VUS pareidolia. Pareidolia is a psychological phenomenon where the mind perceives a familiar pattern, image, or meaning where it does not actually exist. This happens when we look at ambiguous stimuli, such as clouds, tree bark, or stains on a wall, and see a recognizable image, such as a face or an animal. “Variant of Uncertain Significance Pareidolia” is a term I came up with to refer to a situation where a clinician is seeing a meaningful pattern in a VUS, even though the actual significance of the variant is unknown. We have a hard time letting true variants of uncertain significance be uncertain – we have a tendency to either craft narratives why uncertain variants are causative or benign, a process that I refer to as “biopoetry” in our teaching sessions. However, this is also a cognitive bias – for some variants, we simply need to accept that we cannot know anything else about them at this point in time. There is no flavor.

GDR category mistakes. When it comes to understanding causation, genes and phenotypes come as bundles, the so-called gene-disease relationships. For example, SCN1A has an established gene-disease relationship with Dravet Syndrome, but not with Juvenile Myoclonic Epilepsy (JME) or self-limiting neonatal seizures. Therefore, the idea of an epilepsy gene is somewhat misleading, as genetic etiologies only have validity once a specific phenotype is considered. Everything else is uncertain. For example, it might well be that SCN1A can cause JME, but we don’t know this yet. The established gene-disease relationship with Dravet Syndrome adds nothing to a potential link to JME – this gene-disease relationship needs to stand on its own feet. Making category mistakes for gene-disease relationship are probably the most common mistakes in our teaching session. For example, bi-allelic protein-truncating variants in SZT2 are known to cause a developmental and epileptic encephalopathy (DEE). When we then encounter a child with a mild infantile epilepsy with bi-allelic missense variants that do not have a predicted deleterious effect, we may be inclined to implicate these variants in the individual’s epilepsy. Along the lines of: “SZT2 is established, so milder variants cause a milder disease”. However, while theoretically possible, the evidence for this assertion is lacking.

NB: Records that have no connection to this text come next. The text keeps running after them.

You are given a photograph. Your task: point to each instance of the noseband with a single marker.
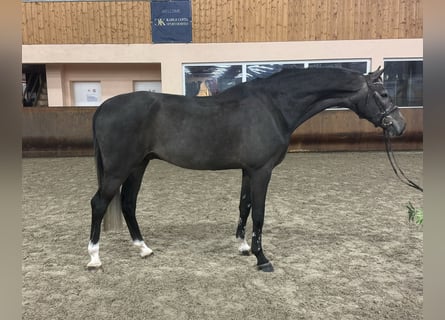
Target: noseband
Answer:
(384, 119)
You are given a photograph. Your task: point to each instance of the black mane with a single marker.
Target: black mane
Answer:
(304, 80)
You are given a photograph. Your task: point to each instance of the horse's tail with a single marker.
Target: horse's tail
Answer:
(113, 216)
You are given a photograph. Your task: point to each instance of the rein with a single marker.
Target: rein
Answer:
(386, 122)
(395, 166)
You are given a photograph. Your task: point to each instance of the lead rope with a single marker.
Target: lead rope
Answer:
(395, 165)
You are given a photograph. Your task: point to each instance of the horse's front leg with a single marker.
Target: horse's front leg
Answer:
(244, 209)
(259, 183)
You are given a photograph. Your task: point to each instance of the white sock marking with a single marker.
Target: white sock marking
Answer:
(93, 250)
(243, 245)
(145, 251)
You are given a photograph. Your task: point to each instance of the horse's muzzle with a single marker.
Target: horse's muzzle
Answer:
(395, 126)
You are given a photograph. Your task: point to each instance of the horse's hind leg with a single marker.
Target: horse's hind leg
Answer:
(259, 183)
(99, 204)
(129, 192)
(244, 208)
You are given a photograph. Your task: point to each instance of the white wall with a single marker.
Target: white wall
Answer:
(60, 59)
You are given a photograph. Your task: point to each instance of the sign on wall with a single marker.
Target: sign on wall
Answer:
(171, 21)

Thinking of SZT2 as a causative etiology for a self-limited infantile epilepsy implies an entirely new gene-disease relationship that requires its own, independent evidence.

What you need to know. In the same way that the idea of a pangenome challenges our framing bias of the genome as a linear reference, we have several biases when it comes to variant interpretation. Overestimating the weight of functional data while underestimating normal variation, creating biopoetry narratives for true variants of uncertain significance, and overestimating gene-disease validity in novel phenotypes are amongst the most common biases that we encounter when training up providers in epilepsy genetics. However, there are established frameworks for both gene and variant interpretation that are best understood by being aware of the underlying principles and by becoming the flavor, not having a flavor.

Ingo Helbig is a child neurologist and epilepsy genetics researcher working at the Children’s Hospital of Philadelphia (CHOP), USA.